If $v_n \rightharpoonup v$ and $\phi \in C_c^{\infty}(\mathbb{R}^N)$, do we have $v_n \phi \rightharpoonup v \phi$?

Question

I'm stuck trying to solve this question. If I have a sequence in the Sobolev space $D^{1,\vec{p}}(\mathbb{R}^N)$ (or $W_0^{1,p}(\mathbb{R}^N)$ for simplicity) which converges weakly to $v$ and $\phi \in C_c^{\infty}(\mathbb{R}^N)$, do we necessarily have that $v_n \phi$ converges weakly to $v \phi$? It seems intuitive but I can't figure out a way to prove it.

Answer 1

EDIT: This answer is in fact very incomplete. It is not at all clear that $u \mapsto \phi u$ is a bounded operator: even though we get a bound on $|\phi u|$, we do NOT have a bound on its partial derivatives, which means we don't have a bound on its norm in $D^{1,\vec{p}}(\mathbb{R}^N)$.

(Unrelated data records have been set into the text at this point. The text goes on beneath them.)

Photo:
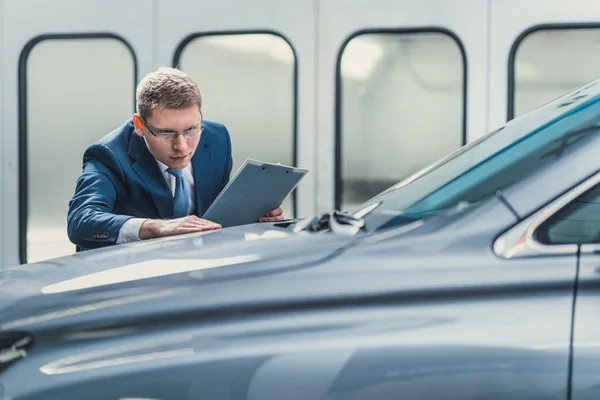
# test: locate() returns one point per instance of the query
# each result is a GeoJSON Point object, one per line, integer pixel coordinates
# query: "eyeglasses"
{"type": "Point", "coordinates": [165, 136]}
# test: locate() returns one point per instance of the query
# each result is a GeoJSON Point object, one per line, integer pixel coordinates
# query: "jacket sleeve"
{"type": "Point", "coordinates": [229, 163]}
{"type": "Point", "coordinates": [90, 221]}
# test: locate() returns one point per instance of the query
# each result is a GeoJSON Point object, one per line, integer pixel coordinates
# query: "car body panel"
{"type": "Point", "coordinates": [586, 329]}
{"type": "Point", "coordinates": [380, 319]}
{"type": "Point", "coordinates": [426, 309]}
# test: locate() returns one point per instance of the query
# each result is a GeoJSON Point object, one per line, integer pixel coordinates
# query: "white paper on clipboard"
{"type": "Point", "coordinates": [256, 188]}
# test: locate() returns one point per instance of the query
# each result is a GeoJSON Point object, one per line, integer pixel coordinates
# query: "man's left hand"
{"type": "Point", "coordinates": [273, 215]}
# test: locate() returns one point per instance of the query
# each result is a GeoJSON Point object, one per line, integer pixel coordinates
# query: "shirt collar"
{"type": "Point", "coordinates": [164, 167]}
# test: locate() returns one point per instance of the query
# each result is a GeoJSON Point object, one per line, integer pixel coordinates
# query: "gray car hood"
{"type": "Point", "coordinates": [160, 269]}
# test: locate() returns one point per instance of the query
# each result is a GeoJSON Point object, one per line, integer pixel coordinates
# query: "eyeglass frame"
{"type": "Point", "coordinates": [173, 135]}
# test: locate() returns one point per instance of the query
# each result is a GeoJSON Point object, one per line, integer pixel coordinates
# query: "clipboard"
{"type": "Point", "coordinates": [256, 188]}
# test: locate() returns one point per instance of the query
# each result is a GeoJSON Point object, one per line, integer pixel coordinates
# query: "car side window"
{"type": "Point", "coordinates": [577, 223]}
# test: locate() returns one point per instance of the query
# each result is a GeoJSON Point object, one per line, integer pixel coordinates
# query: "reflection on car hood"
{"type": "Point", "coordinates": [158, 270]}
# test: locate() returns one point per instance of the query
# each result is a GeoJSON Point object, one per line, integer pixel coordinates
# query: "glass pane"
{"type": "Point", "coordinates": [402, 108]}
{"type": "Point", "coordinates": [577, 223]}
{"type": "Point", "coordinates": [247, 84]}
{"type": "Point", "coordinates": [549, 63]}
{"type": "Point", "coordinates": [78, 90]}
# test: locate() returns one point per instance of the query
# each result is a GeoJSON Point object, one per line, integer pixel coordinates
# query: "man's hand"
{"type": "Point", "coordinates": [273, 215]}
{"type": "Point", "coordinates": [169, 227]}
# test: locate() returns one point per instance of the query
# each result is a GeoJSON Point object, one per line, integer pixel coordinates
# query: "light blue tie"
{"type": "Point", "coordinates": [181, 200]}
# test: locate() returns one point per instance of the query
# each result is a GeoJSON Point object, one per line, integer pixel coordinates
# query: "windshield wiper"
{"type": "Point", "coordinates": [342, 223]}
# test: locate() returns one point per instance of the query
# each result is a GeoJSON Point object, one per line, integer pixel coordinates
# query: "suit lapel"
{"type": "Point", "coordinates": [202, 165]}
{"type": "Point", "coordinates": [147, 169]}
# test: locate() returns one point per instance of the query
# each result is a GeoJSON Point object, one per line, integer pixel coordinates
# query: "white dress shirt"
{"type": "Point", "coordinates": [130, 230]}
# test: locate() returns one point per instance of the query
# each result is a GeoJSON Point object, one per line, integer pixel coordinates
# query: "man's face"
{"type": "Point", "coordinates": [176, 153]}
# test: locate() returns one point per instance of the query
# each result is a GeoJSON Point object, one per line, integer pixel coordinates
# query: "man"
{"type": "Point", "coordinates": [155, 175]}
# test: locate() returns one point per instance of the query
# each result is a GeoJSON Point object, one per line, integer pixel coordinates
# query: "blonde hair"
{"type": "Point", "coordinates": [166, 88]}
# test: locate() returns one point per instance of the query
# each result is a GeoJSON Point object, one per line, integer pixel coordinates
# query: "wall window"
{"type": "Point", "coordinates": [402, 107]}
{"type": "Point", "coordinates": [248, 83]}
{"type": "Point", "coordinates": [77, 90]}
{"type": "Point", "coordinates": [547, 63]}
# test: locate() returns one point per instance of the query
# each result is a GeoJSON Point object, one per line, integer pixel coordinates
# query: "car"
{"type": "Point", "coordinates": [476, 278]}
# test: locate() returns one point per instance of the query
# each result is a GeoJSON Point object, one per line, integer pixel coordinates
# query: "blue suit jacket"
{"type": "Point", "coordinates": [122, 180]}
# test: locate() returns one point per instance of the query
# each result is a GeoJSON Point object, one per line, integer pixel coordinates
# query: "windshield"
{"type": "Point", "coordinates": [490, 163]}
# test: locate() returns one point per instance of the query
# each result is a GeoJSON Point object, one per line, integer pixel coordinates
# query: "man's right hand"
{"type": "Point", "coordinates": [169, 227]}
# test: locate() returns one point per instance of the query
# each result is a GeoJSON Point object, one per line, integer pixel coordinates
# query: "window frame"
{"type": "Point", "coordinates": [196, 35]}
{"type": "Point", "coordinates": [511, 83]}
{"type": "Point", "coordinates": [23, 114]}
{"type": "Point", "coordinates": [338, 145]}
{"type": "Point", "coordinates": [521, 239]}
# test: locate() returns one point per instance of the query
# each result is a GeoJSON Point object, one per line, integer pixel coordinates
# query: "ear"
{"type": "Point", "coordinates": [138, 125]}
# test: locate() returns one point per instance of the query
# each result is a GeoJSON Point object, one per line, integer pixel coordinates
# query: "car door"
{"type": "Point", "coordinates": [580, 223]}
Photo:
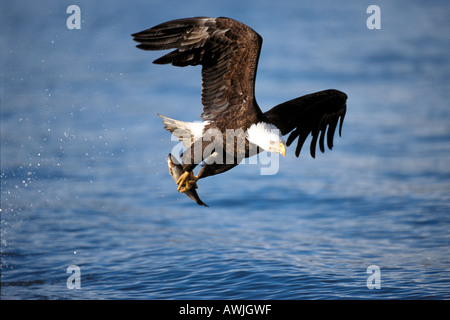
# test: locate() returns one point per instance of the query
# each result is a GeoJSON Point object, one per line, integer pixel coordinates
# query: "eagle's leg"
{"type": "Point", "coordinates": [187, 181]}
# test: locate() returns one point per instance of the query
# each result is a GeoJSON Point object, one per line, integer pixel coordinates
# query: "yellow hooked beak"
{"type": "Point", "coordinates": [282, 149]}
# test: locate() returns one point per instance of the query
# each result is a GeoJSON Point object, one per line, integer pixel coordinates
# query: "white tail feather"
{"type": "Point", "coordinates": [187, 132]}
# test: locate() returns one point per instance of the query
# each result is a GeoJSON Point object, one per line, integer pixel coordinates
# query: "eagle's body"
{"type": "Point", "coordinates": [228, 52]}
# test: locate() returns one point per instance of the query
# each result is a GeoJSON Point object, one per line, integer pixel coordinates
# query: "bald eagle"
{"type": "Point", "coordinates": [228, 52]}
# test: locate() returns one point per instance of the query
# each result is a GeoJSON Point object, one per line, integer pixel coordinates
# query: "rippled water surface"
{"type": "Point", "coordinates": [84, 177]}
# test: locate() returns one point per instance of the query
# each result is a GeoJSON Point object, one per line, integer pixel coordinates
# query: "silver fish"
{"type": "Point", "coordinates": [176, 170]}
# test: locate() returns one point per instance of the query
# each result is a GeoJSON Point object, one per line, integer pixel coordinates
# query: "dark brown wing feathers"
{"type": "Point", "coordinates": [315, 113]}
{"type": "Point", "coordinates": [228, 52]}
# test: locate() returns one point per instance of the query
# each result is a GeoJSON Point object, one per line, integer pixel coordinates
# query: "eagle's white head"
{"type": "Point", "coordinates": [267, 136]}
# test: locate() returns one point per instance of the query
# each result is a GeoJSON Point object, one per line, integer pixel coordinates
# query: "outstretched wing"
{"type": "Point", "coordinates": [228, 52]}
{"type": "Point", "coordinates": [310, 114]}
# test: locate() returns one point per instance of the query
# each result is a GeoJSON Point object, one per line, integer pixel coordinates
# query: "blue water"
{"type": "Point", "coordinates": [84, 178]}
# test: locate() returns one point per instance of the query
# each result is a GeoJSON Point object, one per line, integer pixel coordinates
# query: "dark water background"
{"type": "Point", "coordinates": [84, 179]}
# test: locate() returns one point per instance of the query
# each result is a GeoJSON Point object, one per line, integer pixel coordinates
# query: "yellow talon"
{"type": "Point", "coordinates": [186, 181]}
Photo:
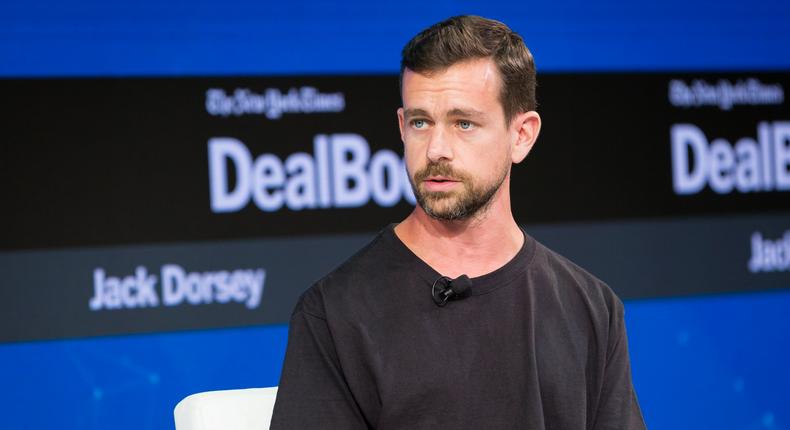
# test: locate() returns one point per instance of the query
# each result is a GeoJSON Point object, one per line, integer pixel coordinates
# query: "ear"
{"type": "Point", "coordinates": [526, 127]}
{"type": "Point", "coordinates": [400, 123]}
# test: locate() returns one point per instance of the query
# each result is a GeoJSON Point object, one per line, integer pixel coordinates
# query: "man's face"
{"type": "Point", "coordinates": [457, 147]}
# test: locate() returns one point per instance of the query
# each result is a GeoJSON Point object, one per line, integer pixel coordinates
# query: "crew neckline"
{"type": "Point", "coordinates": [504, 275]}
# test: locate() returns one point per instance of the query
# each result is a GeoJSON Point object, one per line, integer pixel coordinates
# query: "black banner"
{"type": "Point", "coordinates": [121, 161]}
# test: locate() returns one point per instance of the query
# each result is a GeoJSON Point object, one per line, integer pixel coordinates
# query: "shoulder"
{"type": "Point", "coordinates": [346, 282]}
{"type": "Point", "coordinates": [561, 277]}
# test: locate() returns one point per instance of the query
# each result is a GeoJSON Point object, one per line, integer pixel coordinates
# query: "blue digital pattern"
{"type": "Point", "coordinates": [248, 37]}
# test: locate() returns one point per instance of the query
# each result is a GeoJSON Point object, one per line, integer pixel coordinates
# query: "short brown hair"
{"type": "Point", "coordinates": [471, 37]}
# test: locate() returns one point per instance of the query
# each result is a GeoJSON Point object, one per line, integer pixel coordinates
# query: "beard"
{"type": "Point", "coordinates": [472, 199]}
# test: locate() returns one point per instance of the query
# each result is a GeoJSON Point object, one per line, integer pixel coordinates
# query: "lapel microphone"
{"type": "Point", "coordinates": [445, 289]}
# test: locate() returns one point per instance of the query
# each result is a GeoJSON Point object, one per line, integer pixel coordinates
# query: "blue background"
{"type": "Point", "coordinates": [715, 362]}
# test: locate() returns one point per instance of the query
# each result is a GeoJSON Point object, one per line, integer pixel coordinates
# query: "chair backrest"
{"type": "Point", "coordinates": [226, 410]}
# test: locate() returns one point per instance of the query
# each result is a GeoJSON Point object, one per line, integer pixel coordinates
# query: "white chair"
{"type": "Point", "coordinates": [249, 409]}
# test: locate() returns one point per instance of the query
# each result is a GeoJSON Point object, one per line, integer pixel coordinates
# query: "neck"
{"type": "Point", "coordinates": [474, 246]}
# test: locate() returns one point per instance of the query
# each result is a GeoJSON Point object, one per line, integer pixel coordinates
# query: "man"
{"type": "Point", "coordinates": [398, 338]}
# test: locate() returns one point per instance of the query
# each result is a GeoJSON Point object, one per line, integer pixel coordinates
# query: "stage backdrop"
{"type": "Point", "coordinates": [174, 177]}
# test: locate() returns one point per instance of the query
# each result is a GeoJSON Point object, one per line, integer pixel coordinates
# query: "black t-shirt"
{"type": "Point", "coordinates": [539, 344]}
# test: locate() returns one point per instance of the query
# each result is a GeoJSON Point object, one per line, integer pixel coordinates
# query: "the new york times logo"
{"type": "Point", "coordinates": [272, 102]}
{"type": "Point", "coordinates": [139, 290]}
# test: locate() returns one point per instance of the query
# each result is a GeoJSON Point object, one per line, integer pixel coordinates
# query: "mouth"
{"type": "Point", "coordinates": [440, 179]}
{"type": "Point", "coordinates": [439, 184]}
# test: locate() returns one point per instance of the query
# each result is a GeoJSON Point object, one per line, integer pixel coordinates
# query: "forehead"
{"type": "Point", "coordinates": [472, 84]}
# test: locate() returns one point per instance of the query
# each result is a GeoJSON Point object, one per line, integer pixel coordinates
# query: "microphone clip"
{"type": "Point", "coordinates": [445, 289]}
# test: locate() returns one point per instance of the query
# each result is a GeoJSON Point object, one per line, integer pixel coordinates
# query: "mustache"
{"type": "Point", "coordinates": [438, 169]}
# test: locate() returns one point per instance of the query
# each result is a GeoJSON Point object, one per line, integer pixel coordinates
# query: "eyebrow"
{"type": "Point", "coordinates": [408, 113]}
{"type": "Point", "coordinates": [466, 113]}
{"type": "Point", "coordinates": [453, 113]}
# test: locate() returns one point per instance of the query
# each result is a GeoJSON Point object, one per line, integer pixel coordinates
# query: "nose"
{"type": "Point", "coordinates": [439, 147]}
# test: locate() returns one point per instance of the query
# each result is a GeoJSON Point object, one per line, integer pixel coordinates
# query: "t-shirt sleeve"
{"type": "Point", "coordinates": [618, 407]}
{"type": "Point", "coordinates": [313, 393]}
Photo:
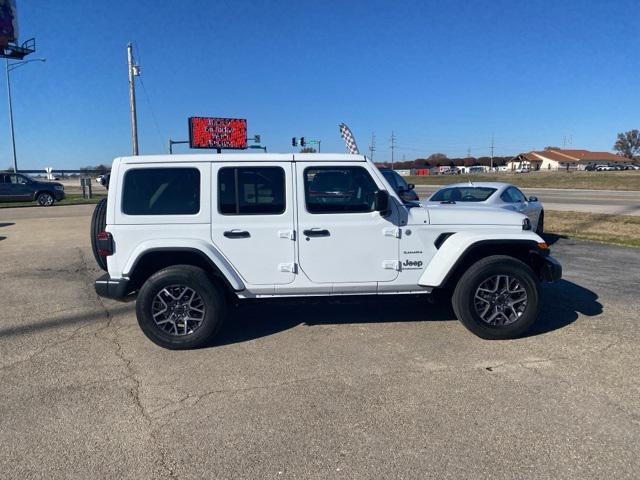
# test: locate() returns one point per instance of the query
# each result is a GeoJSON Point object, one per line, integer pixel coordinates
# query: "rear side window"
{"type": "Point", "coordinates": [251, 191]}
{"type": "Point", "coordinates": [161, 191]}
{"type": "Point", "coordinates": [339, 190]}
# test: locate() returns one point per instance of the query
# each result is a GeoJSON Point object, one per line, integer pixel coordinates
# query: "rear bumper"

It's in fact highly nontrivial to even show that $\phi u$ is an element of $D^{1,\vec{p}}(\mathbb{R}^N)$. See my other question: Does multiplication by a test function stay in a Sobolev space?

$\newcommand{\Dpr}{D^{1,\vec{p}}(\mathbb{R}^N)}$ An insightful comment by user357151 solves the question easily. Let $X$ be $\Dpr$, $W^{1,p}(\mathbb{R}^N)$, or even $L^p(\mathbb{R}^N)$.

Remark that the $S: X \rightarrow X : u \mapsto \phi u$ is a bounded linear operator, since $|\phi u| \leq C |u|$. Then for any $T \in X^*$, $T \circ S \in X^*$, and so: $$ \lim \limits_{n \rightarrow \infty} T(S(v_n)) = T(S(v)) $$ And hence $S(v_n)=\phi v_n$ converges weakly to $S(v) = \phi v$.